After running this program, the output would be saved in a folder in the same directory called MC_15_output. Inside this folder, there will be a file for cluster 15 vs each of the other clusters. This shows the learnt DHSs for the positive class against each of the others. 

You should then find the overlapping DHSs, those that appeared more than a certain threshold.

You can then run the same script for stage2, but obviously adjust the input files

All the results for stage 1 are saved in results/ModelStage1.
Results for stage 2 are saved in results/ModelStage1/MC_multi_output/ModelStage2/

--------------------------------------------------------------------
Validation:

One way to validate the results is to run a classifier. 

Step 1:
To do this, first you will need to generate feature files for your positive and negative classes.
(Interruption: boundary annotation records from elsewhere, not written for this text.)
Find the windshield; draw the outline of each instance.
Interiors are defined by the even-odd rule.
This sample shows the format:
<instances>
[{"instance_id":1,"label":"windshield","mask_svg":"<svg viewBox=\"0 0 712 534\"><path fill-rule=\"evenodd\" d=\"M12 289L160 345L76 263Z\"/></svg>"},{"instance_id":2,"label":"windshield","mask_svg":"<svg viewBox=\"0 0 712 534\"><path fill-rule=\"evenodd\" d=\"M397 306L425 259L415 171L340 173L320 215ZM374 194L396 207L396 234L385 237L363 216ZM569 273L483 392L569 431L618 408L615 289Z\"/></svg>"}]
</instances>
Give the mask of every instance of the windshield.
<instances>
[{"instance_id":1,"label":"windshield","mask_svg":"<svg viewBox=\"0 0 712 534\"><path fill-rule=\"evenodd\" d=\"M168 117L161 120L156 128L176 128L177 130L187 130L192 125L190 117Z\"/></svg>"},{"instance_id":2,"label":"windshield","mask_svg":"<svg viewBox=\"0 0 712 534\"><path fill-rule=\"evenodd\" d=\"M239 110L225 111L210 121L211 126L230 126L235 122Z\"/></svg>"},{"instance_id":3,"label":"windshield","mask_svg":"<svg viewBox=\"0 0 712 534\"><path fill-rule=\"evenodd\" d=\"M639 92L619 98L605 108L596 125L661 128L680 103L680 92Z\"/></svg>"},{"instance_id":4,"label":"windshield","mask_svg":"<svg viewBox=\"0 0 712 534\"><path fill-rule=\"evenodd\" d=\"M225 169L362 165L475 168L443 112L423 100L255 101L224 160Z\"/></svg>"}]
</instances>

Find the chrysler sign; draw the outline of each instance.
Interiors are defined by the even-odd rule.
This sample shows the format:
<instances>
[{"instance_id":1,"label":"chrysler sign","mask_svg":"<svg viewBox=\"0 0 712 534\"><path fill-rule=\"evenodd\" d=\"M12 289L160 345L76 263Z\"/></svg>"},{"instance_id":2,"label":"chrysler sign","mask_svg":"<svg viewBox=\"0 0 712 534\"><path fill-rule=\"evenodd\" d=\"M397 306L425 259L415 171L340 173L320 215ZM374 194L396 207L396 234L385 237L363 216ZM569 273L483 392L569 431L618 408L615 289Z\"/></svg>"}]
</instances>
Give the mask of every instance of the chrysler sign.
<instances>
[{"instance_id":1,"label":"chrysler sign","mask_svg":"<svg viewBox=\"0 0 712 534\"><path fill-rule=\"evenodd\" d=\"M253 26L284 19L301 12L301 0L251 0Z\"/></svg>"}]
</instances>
Here, the feautre files are counts of 5-mers for all DHSs that are assigned to a specific gene, normalized by their lengths. 
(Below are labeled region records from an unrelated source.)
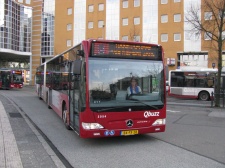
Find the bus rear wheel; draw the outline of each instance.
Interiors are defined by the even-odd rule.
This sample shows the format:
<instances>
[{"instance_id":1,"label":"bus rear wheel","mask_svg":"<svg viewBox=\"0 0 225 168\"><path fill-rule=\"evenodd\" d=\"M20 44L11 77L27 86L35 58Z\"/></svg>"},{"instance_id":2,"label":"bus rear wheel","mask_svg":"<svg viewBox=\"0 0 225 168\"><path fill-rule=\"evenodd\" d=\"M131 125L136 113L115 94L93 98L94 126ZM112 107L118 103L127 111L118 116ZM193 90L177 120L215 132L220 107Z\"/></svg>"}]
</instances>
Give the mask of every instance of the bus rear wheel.
<instances>
[{"instance_id":1,"label":"bus rear wheel","mask_svg":"<svg viewBox=\"0 0 225 168\"><path fill-rule=\"evenodd\" d=\"M67 118L68 118L68 111L66 109L66 104L64 104L63 106L63 114L62 114L62 118L63 118L63 122L64 122L64 125L66 127L66 129L70 130L70 125L69 123L67 122Z\"/></svg>"},{"instance_id":2,"label":"bus rear wheel","mask_svg":"<svg viewBox=\"0 0 225 168\"><path fill-rule=\"evenodd\" d=\"M198 97L200 100L207 101L209 100L209 93L206 91L200 92Z\"/></svg>"}]
</instances>

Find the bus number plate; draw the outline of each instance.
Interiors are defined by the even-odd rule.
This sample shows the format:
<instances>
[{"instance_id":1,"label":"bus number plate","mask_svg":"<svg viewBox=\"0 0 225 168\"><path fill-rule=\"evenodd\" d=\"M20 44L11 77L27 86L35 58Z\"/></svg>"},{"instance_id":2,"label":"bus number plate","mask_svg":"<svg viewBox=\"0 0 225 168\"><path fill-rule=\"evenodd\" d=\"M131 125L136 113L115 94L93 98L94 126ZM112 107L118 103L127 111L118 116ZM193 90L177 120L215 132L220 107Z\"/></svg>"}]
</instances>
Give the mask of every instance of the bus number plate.
<instances>
[{"instance_id":1,"label":"bus number plate","mask_svg":"<svg viewBox=\"0 0 225 168\"><path fill-rule=\"evenodd\" d=\"M129 131L121 131L120 135L136 135L138 134L138 130L129 130Z\"/></svg>"}]
</instances>

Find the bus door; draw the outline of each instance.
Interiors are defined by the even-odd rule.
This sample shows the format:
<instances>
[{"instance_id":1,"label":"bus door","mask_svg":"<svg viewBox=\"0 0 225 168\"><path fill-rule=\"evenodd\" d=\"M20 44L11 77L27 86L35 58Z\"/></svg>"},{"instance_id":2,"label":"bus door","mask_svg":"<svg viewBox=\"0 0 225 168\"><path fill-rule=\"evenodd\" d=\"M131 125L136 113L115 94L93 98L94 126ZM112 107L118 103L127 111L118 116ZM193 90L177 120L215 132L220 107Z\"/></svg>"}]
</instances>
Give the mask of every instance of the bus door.
<instances>
[{"instance_id":1,"label":"bus door","mask_svg":"<svg viewBox=\"0 0 225 168\"><path fill-rule=\"evenodd\" d=\"M183 95L193 96L195 95L195 86L194 86L194 77L186 76L185 77L185 87L183 89Z\"/></svg>"},{"instance_id":2,"label":"bus door","mask_svg":"<svg viewBox=\"0 0 225 168\"><path fill-rule=\"evenodd\" d=\"M80 75L72 75L70 88L70 125L79 133L79 78Z\"/></svg>"},{"instance_id":3,"label":"bus door","mask_svg":"<svg viewBox=\"0 0 225 168\"><path fill-rule=\"evenodd\" d=\"M11 84L11 72L10 71L2 71L2 87L10 88Z\"/></svg>"}]
</instances>

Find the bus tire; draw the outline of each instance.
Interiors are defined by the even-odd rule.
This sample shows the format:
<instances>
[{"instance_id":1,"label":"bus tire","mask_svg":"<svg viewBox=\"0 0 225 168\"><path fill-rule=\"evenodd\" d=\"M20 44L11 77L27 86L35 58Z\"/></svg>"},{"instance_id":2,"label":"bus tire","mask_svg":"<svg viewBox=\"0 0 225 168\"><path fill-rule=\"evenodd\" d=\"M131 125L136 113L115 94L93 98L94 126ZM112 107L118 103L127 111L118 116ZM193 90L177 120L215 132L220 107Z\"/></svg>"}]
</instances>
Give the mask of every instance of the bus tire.
<instances>
[{"instance_id":1,"label":"bus tire","mask_svg":"<svg viewBox=\"0 0 225 168\"><path fill-rule=\"evenodd\" d=\"M202 91L199 93L198 98L199 98L199 100L207 101L207 100L209 100L209 93L206 91Z\"/></svg>"},{"instance_id":2,"label":"bus tire","mask_svg":"<svg viewBox=\"0 0 225 168\"><path fill-rule=\"evenodd\" d=\"M62 119L66 129L71 130L69 123L67 123L67 108L65 103L63 103Z\"/></svg>"}]
</instances>

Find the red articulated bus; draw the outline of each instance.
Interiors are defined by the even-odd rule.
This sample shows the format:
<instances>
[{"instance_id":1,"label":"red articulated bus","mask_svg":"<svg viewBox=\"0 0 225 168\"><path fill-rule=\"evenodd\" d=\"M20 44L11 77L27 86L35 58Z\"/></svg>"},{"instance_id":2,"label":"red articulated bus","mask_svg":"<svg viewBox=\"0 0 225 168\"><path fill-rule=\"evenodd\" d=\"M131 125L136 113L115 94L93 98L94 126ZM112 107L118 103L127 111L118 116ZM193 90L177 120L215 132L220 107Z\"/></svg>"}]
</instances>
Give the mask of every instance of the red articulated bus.
<instances>
[{"instance_id":1,"label":"red articulated bus","mask_svg":"<svg viewBox=\"0 0 225 168\"><path fill-rule=\"evenodd\" d=\"M22 70L0 69L0 88L23 88Z\"/></svg>"},{"instance_id":2,"label":"red articulated bus","mask_svg":"<svg viewBox=\"0 0 225 168\"><path fill-rule=\"evenodd\" d=\"M1 89L12 89L12 88L14 88L13 75L12 75L11 70L0 69L0 88Z\"/></svg>"},{"instance_id":3,"label":"red articulated bus","mask_svg":"<svg viewBox=\"0 0 225 168\"><path fill-rule=\"evenodd\" d=\"M11 70L14 88L23 88L23 72L22 70Z\"/></svg>"},{"instance_id":4,"label":"red articulated bus","mask_svg":"<svg viewBox=\"0 0 225 168\"><path fill-rule=\"evenodd\" d=\"M141 42L84 40L36 72L39 98L82 138L164 132L165 83L162 46Z\"/></svg>"}]
</instances>

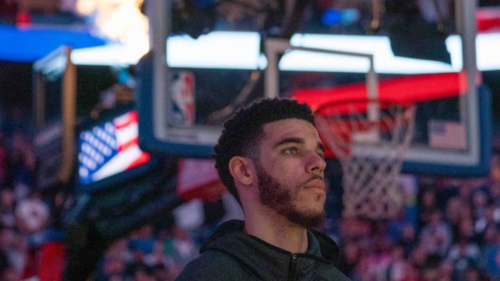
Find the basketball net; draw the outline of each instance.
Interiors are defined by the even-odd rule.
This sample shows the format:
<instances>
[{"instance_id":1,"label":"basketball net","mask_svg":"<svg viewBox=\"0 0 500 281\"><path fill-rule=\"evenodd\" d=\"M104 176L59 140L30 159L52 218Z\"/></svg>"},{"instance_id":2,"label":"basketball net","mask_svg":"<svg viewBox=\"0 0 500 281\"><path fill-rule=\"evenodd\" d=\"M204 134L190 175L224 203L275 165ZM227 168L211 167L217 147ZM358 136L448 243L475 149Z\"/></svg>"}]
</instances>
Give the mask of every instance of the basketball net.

To generate this feature files, you need to run "getKmer_normalize_byGene_Libsvm.py" located in "code/kmerCount/src/getKmer_normalize_byGene_Libsvm.py". This script expects these parameters in this order: 
1. path of input file
2. name of DHSs file (fasta single line, without the extension “.fa”)
3. output directory
4. no# kmers (we used 5)


Example:
python kmerCount/src/getKmer_normalize_byGene_Libsvm.py ../result/ModelStage1/ 15_initialize_single ../result/ModelStage1/ 5


Step 2:
For the classifier, we are basically using l1_logreg available at https://stanford.edu/~boyd/l1_logreg/index.html#download  
You can run the package on your generated files. 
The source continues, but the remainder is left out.